Primacy of the European
Legislature? Delegated Rule-Making and the Decline of the “Transmission Belt”
Theory
Rob van
Gestel
Abstract:
According to some a primacy of parliament doctrine is
emerging at the EU level in the post-Lisbon era strengthening the position of
the EP in the legislative process and tightening the grip on delegated
rule-making via the new regime of Article 290/291 TFEU. In reality, however, new
problems with delegation have come up, which seem to bypass the normative
framework of Article 290/291. It is unlikely that the legitimacy of new modes of
delegation can be guaranteed through a ‘transmission belt theory’ in which
primary EU legislation serves to transfer democratic legitimacy to the
executive, to administrative agencies and to other delegated rule-makers, at the
same time constraining their actions so that they advance legislative goals.

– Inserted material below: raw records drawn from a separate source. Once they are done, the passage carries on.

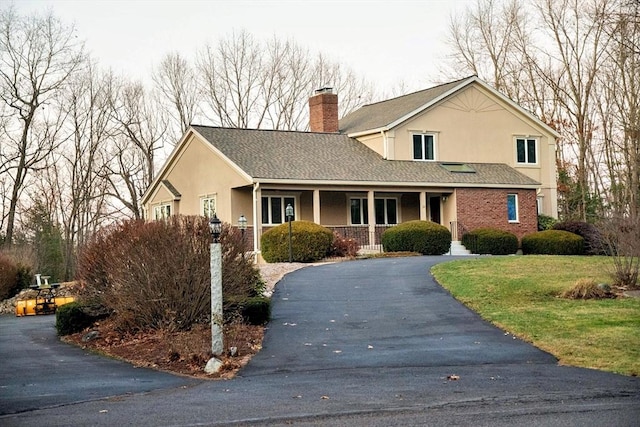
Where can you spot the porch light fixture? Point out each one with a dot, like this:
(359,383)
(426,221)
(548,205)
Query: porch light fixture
(215,225)
(242,223)
(289,213)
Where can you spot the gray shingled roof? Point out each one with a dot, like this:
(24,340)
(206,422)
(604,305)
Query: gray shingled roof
(169,186)
(382,114)
(305,156)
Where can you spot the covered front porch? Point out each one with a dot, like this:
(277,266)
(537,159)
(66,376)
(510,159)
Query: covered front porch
(361,214)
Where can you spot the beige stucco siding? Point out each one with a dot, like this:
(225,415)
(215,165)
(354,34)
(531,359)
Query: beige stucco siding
(197,172)
(476,127)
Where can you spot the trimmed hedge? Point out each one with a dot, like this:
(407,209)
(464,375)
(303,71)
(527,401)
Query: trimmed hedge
(594,243)
(553,242)
(256,310)
(310,242)
(72,318)
(425,237)
(490,241)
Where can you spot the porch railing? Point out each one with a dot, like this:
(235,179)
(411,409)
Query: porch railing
(367,240)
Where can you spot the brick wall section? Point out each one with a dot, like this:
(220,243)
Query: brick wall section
(483,207)
(323,112)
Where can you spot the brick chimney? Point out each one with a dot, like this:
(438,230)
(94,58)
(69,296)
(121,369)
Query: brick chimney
(323,111)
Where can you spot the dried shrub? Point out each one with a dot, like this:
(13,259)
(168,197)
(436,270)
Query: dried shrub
(156,275)
(586,289)
(343,247)
(594,243)
(310,242)
(622,236)
(8,277)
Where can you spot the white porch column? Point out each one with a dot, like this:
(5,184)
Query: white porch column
(371,208)
(316,206)
(423,206)
(257,219)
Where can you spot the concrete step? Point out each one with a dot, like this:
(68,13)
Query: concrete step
(457,248)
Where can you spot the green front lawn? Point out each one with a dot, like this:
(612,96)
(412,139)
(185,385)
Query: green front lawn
(520,294)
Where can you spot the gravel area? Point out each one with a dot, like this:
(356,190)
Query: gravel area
(272,273)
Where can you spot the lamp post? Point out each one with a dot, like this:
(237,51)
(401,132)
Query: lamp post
(289,213)
(217,347)
(242,225)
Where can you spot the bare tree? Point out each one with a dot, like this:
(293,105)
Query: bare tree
(175,80)
(249,84)
(233,80)
(578,32)
(37,57)
(139,132)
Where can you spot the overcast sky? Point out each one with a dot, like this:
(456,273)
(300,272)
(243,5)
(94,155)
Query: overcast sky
(385,41)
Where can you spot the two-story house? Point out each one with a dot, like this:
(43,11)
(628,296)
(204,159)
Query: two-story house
(460,154)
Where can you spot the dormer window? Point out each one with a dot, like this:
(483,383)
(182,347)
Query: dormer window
(424,146)
(526,151)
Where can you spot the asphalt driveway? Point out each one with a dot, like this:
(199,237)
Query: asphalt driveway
(374,342)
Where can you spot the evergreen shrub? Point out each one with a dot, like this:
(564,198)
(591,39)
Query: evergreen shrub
(553,242)
(546,222)
(594,242)
(72,318)
(310,242)
(491,241)
(425,237)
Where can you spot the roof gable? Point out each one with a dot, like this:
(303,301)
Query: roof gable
(386,115)
(276,156)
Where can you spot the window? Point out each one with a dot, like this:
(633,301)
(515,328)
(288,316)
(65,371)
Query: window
(526,149)
(423,147)
(359,212)
(208,205)
(386,211)
(512,207)
(162,211)
(273,209)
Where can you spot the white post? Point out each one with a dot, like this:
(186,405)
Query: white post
(217,347)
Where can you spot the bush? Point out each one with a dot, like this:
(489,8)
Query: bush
(546,222)
(491,241)
(343,247)
(586,289)
(425,237)
(256,310)
(310,242)
(8,278)
(156,275)
(72,318)
(594,243)
(553,242)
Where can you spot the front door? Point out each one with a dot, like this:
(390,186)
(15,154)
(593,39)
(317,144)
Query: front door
(434,209)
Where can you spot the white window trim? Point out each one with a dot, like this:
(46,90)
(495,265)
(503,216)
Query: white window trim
(435,146)
(204,197)
(296,203)
(515,146)
(363,197)
(160,206)
(397,200)
(517,220)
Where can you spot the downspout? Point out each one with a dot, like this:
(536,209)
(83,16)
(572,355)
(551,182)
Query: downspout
(385,147)
(256,190)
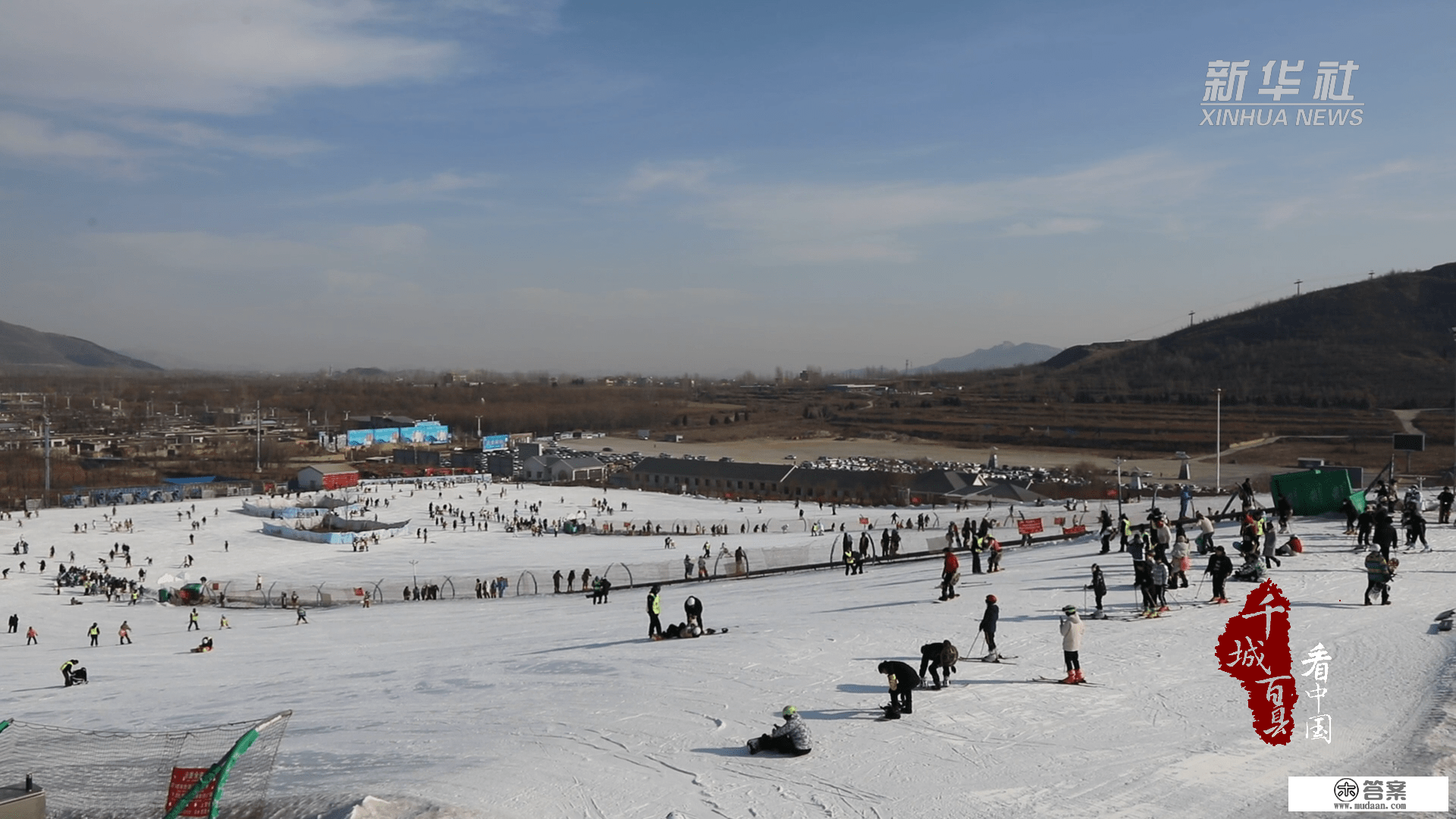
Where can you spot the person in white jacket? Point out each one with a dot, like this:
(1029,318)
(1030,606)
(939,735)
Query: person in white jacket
(1072,643)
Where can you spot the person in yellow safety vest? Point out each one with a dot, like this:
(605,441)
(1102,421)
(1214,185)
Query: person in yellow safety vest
(654,608)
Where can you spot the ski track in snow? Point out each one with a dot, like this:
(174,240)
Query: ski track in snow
(546,706)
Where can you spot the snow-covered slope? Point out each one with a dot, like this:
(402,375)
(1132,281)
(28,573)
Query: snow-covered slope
(549,706)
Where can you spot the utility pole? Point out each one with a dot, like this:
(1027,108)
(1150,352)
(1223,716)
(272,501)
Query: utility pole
(1218,444)
(46,428)
(1120,487)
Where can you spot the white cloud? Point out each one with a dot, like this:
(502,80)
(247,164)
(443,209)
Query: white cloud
(685,175)
(1052,228)
(874,222)
(384,238)
(202,137)
(224,57)
(441,187)
(34,139)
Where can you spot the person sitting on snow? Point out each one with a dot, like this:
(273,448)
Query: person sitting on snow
(791,738)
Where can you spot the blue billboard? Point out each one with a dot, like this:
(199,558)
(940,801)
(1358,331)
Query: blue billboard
(424,431)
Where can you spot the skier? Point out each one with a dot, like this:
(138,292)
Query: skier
(654,608)
(941,659)
(693,608)
(902,682)
(1181,563)
(1098,589)
(949,575)
(1204,534)
(1219,567)
(989,627)
(791,738)
(1071,627)
(1385,535)
(1159,588)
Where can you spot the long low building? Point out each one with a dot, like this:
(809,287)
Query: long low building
(727,479)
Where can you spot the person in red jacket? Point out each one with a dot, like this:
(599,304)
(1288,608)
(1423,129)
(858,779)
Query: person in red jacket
(949,575)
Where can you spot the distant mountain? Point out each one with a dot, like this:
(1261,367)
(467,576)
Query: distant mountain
(1003,354)
(1382,341)
(25,347)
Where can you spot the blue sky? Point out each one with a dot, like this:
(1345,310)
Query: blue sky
(691,187)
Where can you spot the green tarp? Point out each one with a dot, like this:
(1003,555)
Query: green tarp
(1316,491)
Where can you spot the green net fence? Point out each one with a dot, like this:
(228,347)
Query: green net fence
(124,774)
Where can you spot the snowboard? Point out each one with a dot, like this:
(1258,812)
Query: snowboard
(707,632)
(1059,682)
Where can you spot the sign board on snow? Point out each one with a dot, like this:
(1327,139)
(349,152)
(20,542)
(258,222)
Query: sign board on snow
(1408,442)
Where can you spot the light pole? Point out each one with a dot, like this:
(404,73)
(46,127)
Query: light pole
(1218,444)
(1120,487)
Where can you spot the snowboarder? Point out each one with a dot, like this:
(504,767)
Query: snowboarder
(654,608)
(1071,627)
(1219,567)
(902,682)
(73,673)
(693,608)
(989,627)
(1379,573)
(791,738)
(941,659)
(1098,586)
(949,575)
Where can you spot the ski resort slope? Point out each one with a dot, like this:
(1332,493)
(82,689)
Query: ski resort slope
(551,706)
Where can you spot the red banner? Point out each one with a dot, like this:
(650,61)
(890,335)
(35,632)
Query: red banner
(182,781)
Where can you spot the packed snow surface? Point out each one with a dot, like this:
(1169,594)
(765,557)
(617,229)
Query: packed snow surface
(549,706)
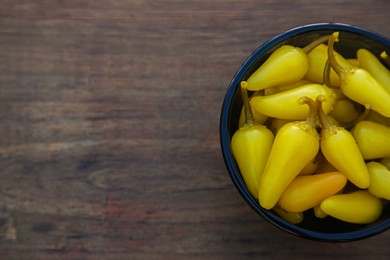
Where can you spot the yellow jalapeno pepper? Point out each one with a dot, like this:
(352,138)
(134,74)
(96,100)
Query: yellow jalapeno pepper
(373,139)
(277,123)
(282,88)
(257,117)
(340,149)
(313,165)
(276,70)
(378,118)
(385,162)
(380,180)
(305,192)
(318,212)
(372,64)
(385,57)
(359,85)
(354,62)
(283,164)
(344,111)
(284,105)
(359,207)
(251,145)
(317,64)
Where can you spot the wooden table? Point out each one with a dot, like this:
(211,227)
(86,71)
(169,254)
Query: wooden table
(109,136)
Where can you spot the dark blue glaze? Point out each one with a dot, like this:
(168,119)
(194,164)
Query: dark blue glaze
(328,229)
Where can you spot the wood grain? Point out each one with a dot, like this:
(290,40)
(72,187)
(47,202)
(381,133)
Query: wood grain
(109,117)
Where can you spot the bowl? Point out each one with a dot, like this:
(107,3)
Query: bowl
(328,229)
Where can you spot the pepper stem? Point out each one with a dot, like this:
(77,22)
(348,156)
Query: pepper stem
(324,121)
(385,57)
(312,116)
(249,120)
(308,48)
(326,75)
(332,58)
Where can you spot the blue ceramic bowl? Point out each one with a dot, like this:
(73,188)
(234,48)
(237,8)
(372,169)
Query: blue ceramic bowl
(351,39)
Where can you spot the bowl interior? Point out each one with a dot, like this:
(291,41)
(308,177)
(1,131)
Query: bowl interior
(350,40)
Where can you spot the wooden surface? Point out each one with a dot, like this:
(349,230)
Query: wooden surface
(109,117)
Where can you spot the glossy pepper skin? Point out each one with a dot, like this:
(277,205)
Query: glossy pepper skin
(373,139)
(359,85)
(385,57)
(380,180)
(251,145)
(276,70)
(359,207)
(283,164)
(340,149)
(305,192)
(317,62)
(372,64)
(284,105)
(257,117)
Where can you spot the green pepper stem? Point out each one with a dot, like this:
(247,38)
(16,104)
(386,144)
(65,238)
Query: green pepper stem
(385,57)
(324,121)
(332,58)
(326,75)
(249,120)
(312,116)
(308,48)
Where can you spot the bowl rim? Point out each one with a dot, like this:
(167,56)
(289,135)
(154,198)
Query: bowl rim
(225,142)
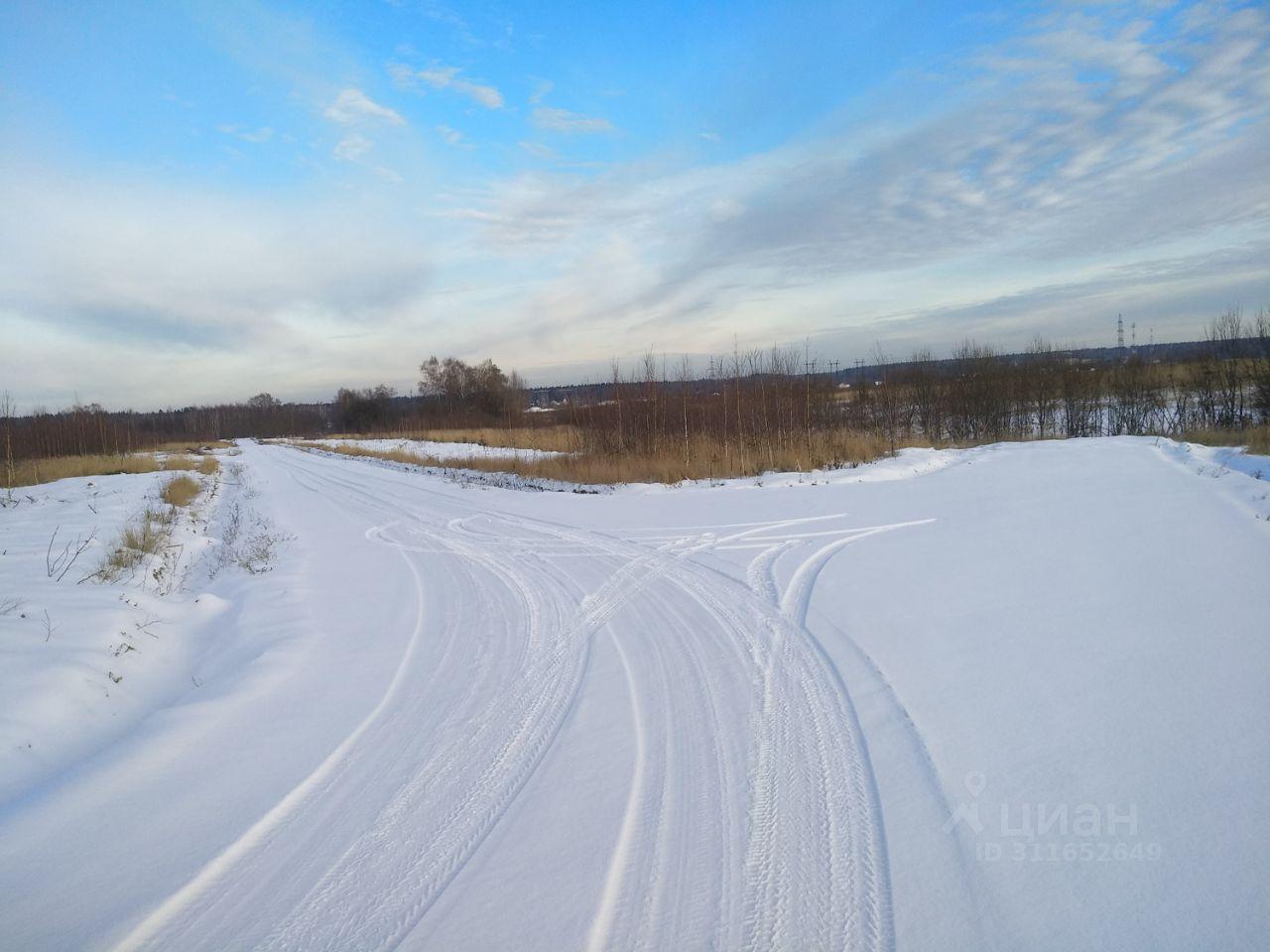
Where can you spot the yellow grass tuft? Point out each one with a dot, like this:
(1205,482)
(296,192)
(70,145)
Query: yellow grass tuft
(145,536)
(705,458)
(1255,438)
(181,490)
(557,438)
(31,472)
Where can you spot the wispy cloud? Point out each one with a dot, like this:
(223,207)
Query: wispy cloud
(447,77)
(262,135)
(563,121)
(1089,137)
(353,105)
(452,137)
(353,146)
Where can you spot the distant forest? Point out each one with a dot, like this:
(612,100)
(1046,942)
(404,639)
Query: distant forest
(752,400)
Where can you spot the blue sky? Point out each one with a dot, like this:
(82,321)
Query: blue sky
(211,199)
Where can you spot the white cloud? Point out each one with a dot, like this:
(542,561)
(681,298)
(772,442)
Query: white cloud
(564,121)
(452,136)
(447,77)
(353,105)
(353,146)
(540,150)
(1139,149)
(262,135)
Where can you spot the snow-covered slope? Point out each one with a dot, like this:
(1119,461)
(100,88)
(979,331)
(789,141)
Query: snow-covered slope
(1003,698)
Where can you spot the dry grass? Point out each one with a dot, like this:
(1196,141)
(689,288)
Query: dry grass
(1255,438)
(181,490)
(31,472)
(143,537)
(558,438)
(703,460)
(191,447)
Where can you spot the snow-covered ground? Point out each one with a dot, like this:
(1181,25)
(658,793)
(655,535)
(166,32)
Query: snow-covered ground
(1010,697)
(443,451)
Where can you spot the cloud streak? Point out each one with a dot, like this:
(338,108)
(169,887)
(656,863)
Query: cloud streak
(447,77)
(352,105)
(552,119)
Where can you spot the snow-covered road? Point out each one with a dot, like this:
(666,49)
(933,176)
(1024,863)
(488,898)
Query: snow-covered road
(792,716)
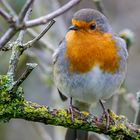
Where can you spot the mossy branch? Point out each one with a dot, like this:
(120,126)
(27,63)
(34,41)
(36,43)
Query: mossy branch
(13,105)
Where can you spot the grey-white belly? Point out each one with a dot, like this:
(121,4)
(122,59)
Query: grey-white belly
(88,87)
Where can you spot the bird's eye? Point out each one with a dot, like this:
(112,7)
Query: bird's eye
(93,26)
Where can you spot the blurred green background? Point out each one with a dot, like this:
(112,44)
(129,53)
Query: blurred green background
(39,86)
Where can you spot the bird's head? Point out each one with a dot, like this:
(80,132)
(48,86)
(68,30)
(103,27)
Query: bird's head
(90,20)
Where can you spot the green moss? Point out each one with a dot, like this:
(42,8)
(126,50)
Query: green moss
(10,103)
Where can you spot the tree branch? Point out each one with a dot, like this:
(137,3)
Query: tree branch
(30,43)
(17,107)
(137,116)
(44,19)
(39,21)
(24,10)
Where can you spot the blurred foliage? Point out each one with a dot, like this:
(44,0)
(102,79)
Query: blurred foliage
(38,87)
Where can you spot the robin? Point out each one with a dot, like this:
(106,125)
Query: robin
(89,64)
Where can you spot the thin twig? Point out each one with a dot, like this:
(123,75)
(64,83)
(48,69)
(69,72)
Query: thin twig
(6,16)
(8,7)
(39,21)
(17,49)
(22,32)
(30,43)
(137,117)
(99,5)
(30,67)
(43,42)
(44,19)
(7,36)
(24,10)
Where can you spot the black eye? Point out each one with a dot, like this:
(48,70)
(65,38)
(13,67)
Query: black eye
(93,26)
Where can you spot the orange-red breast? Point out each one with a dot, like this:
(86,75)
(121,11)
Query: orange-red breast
(90,63)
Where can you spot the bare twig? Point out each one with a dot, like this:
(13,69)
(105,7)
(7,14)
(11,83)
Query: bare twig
(47,18)
(24,10)
(8,7)
(99,5)
(22,32)
(6,16)
(33,33)
(41,131)
(137,117)
(30,67)
(30,43)
(39,21)
(7,36)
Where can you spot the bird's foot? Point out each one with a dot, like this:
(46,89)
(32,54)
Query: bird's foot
(109,119)
(73,110)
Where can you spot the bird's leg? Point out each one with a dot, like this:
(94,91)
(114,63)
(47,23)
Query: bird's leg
(105,112)
(73,109)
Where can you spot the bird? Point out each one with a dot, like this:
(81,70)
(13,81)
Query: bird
(90,63)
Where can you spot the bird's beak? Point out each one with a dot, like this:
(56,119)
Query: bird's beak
(73,27)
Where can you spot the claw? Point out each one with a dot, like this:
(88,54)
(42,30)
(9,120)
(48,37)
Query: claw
(73,109)
(107,116)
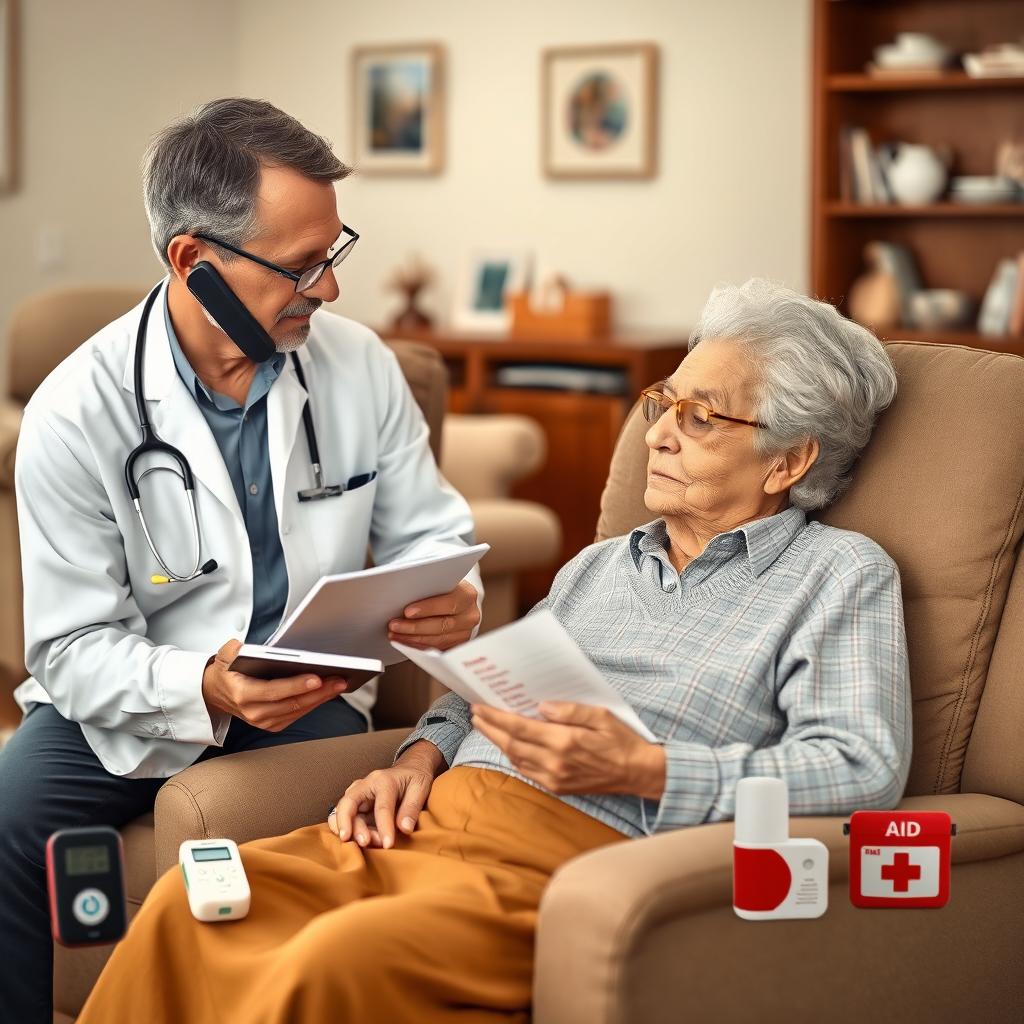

More attention should be paid to public participation, transparency and judicial
review of rules outsourced by the primary legislature.
The Irony of Oversight:
Delegated Acts and the Political Economy of the European Union’s Legislative
Veto under the Treaty of Lisbon
Kevin M.
Stack
Abstract:
As
part of the Treaty of Lisbon, the European Union adopted a legislative veto
mechanism which grants the European Parliament and the Council of the European
Union independent authority to revoke delegations to the European Commission or
to override elements of the Commission’s “delegated acts.” This article provides
a functional assessment of this new provision—Article 290 of the Treaty on the
Functioning of Europe—as a basis for evaluating the way in which it alters the
grounds of the legitimacy of secondary legislation in the EU. The article argues
that Article 290 does little to augment the claim that secondary legislation
reflects the views of the Parliament or Council, and ironically may increase the
capacity of interest groups to shape the content of the Commission’s secondary
legislation. Because the costs of collective action to formally override
Commission acts are high for Parliament, principles of political economy predict
that the members of Parliament will prefer individual negotiation with the
Commission for concessions. Decades of experience with a legislative veto in the
United States provide support for this theoretical prediction that a legislative
veto’s primary impact in a system of separated powers is to augment negotiations
between committees and even individual legislators with executive rule-makers.
Yet these often non-transparent negotiations do not represent the Parliament as
an institution, and thus do little to enhance the “parliamentary” legitimacy of
the Commission’s delegated acts. Article 290’s legislative veto also supplants
Member States’ prior gatekeeping role in the Commission’s processes for
developing secondary legislation. As a result, this article exposes that with
the adoption of Article 290, the primary grounds for the legitimacy of secondary
legislation in the European Union—and for the project of
EU administrative law—are technocratic and procedural.
The Adoption of Secondary
Legislation through Comitology in the EU: Some Reflections on the Regulation
(EU) 182/2011 in Comparison with the Pre-Lisbon Reform
Daniela
Corona
Abstract:
The
Lisbon Treaty reform provided an important innovation in the EU regulatory
activity by differentiating between the legislative delegation (art. 290 TFEU)
and the executive delegation (art. 291 TFEU). In so doing, the central role of
the European Commission in the Comitology procedures as well as the power of the
European Parliament and the Council to control its executive powers have been
modified. The new 2011 Comitology Regulation aimed at creating a more
intelligible and transparent committees’ system where the EC is expected to act
in a stricter framework. The paper argues that the new Regulation preserves the
efficiency of the Comitology system; at the same time, however, it does not
really improve the level of transparency and clarity in the way in which the
committees’ procedures works. Moreover, as the practice clearly shows, the EC
continues to enjoy a broad discretion in the adoption of implementing acts.